К. X. Мамацев вспоминал о Лермонтове2, что, по его наблюдениям, Лермонтов был исключительно храбр, своей отвагой и удалью удивлял даже старых кавказских джигитов. Но он не всегда охотно подчинялся режиму и являлся со своей командой там, где находил нужным; в бою Лермонтов всегда искал самых опасных мест. Два раза в осеннюю экспедицию Лермонтов спас и Мамацева и его орудия от гибели. В тяжелом сражении близ Гойтинского леса в самый критический момент, когда гибель казалась неминуемой, Лермонтов со своим отрядом как из земли вырастал, и он и его отряд, как тигры, набрасывались на неприятеля. Не менее жаркий бой повторился 4 ноября и в Алдинском лесу, где дрались в течение восьми с половиной часов в узком лесном дефиле. Вся тяжесть боя легла на артиллерию. Раньше всех к орудиям Мамацева явился Лермонтов со своей командой.

«Здесь 4 ноября, — писал Мамацев, — было мое последнее свидание с поэтом.
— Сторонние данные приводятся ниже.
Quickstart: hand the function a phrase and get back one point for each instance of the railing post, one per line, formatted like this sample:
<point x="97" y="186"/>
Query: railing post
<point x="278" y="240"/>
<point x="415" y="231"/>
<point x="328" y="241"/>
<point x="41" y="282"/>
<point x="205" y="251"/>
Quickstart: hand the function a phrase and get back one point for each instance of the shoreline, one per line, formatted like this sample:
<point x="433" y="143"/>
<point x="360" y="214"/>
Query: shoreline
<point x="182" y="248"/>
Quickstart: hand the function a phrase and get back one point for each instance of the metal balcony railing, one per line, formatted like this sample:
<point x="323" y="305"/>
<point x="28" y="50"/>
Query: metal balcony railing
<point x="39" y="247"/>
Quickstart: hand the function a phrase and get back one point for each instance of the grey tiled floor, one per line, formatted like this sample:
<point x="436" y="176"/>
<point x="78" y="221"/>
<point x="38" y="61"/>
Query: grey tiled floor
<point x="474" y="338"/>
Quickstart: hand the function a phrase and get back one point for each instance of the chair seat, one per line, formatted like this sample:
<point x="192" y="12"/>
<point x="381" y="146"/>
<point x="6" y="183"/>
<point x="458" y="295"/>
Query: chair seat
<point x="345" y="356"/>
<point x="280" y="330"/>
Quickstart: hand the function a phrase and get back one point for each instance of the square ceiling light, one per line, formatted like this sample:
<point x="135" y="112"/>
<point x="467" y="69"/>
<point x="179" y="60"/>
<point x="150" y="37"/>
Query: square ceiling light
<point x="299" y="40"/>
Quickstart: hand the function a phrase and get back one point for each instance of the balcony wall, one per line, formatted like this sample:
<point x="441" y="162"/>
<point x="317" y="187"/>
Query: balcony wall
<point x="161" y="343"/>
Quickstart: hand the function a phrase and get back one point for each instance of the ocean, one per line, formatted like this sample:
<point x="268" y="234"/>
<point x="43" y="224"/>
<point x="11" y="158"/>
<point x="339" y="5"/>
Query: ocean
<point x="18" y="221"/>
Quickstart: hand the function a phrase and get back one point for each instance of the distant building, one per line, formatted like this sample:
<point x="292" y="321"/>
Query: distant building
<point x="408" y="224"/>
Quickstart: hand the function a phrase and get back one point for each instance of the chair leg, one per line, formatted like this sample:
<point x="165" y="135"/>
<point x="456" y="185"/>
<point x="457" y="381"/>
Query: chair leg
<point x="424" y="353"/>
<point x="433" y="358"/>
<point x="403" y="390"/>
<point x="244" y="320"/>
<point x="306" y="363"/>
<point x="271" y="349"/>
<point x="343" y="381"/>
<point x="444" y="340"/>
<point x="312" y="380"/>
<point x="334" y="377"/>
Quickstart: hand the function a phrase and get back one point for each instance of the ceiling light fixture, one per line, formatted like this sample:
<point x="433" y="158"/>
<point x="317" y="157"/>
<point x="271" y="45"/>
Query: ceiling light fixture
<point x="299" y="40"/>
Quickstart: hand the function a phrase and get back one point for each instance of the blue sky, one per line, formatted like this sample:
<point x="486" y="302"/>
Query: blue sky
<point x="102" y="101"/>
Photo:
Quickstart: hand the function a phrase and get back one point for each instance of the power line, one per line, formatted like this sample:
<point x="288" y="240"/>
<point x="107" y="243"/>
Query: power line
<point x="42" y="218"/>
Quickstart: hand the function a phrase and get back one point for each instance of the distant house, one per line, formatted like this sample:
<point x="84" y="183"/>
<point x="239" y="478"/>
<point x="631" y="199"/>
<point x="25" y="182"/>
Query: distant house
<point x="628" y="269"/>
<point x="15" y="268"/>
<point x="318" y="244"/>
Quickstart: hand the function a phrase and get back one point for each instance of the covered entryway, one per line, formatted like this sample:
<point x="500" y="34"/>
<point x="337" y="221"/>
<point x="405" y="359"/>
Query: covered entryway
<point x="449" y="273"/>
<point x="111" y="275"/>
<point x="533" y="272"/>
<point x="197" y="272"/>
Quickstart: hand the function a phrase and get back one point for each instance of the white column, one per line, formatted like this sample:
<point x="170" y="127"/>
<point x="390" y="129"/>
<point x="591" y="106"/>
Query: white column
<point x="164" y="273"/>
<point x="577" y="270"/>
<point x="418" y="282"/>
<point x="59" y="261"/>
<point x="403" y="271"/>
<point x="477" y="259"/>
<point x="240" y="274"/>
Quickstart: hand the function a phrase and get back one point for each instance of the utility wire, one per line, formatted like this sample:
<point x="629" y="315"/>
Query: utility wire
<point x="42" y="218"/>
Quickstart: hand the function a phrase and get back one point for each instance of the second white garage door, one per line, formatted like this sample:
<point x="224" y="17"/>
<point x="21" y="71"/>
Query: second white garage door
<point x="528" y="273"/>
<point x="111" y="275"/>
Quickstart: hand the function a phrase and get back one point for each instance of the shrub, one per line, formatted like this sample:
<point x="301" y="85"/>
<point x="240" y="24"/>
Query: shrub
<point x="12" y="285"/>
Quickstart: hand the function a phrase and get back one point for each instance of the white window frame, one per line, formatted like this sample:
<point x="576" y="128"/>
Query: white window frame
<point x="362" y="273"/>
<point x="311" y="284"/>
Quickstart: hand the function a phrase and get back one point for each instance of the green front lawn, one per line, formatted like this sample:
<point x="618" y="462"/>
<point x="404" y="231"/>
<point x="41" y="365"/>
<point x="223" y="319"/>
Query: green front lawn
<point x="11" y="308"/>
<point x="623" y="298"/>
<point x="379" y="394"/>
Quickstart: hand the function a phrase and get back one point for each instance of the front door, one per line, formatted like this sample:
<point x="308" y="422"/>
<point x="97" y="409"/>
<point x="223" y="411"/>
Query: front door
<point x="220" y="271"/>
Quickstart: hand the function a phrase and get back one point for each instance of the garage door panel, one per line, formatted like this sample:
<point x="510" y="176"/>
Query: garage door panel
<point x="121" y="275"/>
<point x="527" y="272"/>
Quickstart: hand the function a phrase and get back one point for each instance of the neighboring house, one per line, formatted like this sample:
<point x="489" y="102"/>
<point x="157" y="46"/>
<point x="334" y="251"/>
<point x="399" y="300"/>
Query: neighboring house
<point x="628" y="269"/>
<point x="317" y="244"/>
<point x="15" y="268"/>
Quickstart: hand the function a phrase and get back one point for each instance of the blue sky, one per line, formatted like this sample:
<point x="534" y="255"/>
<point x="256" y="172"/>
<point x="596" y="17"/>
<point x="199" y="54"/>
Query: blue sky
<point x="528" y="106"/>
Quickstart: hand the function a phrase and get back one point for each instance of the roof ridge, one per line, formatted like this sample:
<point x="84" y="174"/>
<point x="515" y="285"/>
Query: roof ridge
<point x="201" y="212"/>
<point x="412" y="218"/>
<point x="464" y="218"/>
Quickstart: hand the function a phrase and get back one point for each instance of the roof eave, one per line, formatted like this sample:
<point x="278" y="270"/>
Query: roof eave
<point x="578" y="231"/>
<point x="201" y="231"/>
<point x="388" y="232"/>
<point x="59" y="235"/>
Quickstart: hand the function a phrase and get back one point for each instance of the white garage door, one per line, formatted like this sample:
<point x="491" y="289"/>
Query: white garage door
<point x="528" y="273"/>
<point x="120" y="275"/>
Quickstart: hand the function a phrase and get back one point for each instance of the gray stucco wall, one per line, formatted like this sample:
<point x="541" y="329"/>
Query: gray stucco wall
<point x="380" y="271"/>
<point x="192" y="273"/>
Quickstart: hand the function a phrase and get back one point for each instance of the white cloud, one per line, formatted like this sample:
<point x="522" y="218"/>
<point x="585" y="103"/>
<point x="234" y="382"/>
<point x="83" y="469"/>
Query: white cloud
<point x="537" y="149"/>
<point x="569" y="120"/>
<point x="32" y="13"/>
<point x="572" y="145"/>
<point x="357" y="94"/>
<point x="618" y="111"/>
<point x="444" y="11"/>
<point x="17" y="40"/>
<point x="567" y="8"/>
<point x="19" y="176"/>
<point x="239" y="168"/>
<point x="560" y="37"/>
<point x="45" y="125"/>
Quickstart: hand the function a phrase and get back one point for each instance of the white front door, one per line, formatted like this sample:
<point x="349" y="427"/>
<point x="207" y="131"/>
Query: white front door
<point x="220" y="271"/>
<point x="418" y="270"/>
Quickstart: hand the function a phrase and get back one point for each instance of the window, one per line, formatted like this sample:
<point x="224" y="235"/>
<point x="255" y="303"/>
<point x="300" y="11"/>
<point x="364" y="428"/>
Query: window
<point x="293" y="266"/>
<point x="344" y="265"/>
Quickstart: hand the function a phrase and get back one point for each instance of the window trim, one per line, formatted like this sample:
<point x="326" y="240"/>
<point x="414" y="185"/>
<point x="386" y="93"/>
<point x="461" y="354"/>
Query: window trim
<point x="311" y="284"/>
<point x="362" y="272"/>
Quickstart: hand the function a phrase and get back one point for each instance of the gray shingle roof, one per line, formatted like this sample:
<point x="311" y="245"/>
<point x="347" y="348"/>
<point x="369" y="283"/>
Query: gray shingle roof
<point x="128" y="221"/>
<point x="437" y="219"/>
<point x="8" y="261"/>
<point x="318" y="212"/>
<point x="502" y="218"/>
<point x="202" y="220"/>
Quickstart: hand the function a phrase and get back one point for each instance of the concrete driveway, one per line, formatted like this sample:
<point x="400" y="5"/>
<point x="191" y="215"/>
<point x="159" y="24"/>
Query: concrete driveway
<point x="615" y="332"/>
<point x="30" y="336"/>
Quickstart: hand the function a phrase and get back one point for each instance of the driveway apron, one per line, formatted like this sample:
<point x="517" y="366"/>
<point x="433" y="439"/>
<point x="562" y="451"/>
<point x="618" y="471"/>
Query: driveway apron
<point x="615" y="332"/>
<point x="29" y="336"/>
После экспедиции он уехал в отпуск в Петербург, а на следующий год с невыразимой скорбью узнали мы о трагической смерти его в Пятигорске».

Лермонтов и в походной жизни относился к людям так же, как и в петербургском обществе: с теми, в ком он чувствовал понимание, с людьми искренними, он был самим собой; со всеми остальными был таким, каким хотел казаться. Эту черту Лермонтова отмечает и Мамацев, который понял Лермонтова глубже других офицеров. Он пишет: «Натуру его постичь было трудно. В кругу своих товарищей, гвардейских офицеров, участвовавших вместе с ним в экспедиции, он всегда был весел, любил острить, но его остроты часто переходили в меткие и злые сарказмы, не доставлявшие особого удовольствия тем, на кого были направлены.

Когда он оставался один или с людьми, которых любил, становился задумчив, и тогда лицо его принимало необыкновенно выразительное, серьезное и даже грустное выражение; но стоило появиться хотя одному гвардейцу, как он тотчас же возвращался к своей банальной веселости, точно стараясь выдвинуть вперед одну пустоту светской петербургской жизни, которую он презирал глубоко. В эти минуты трудно было узнать, что происходило в тайниках его великой души».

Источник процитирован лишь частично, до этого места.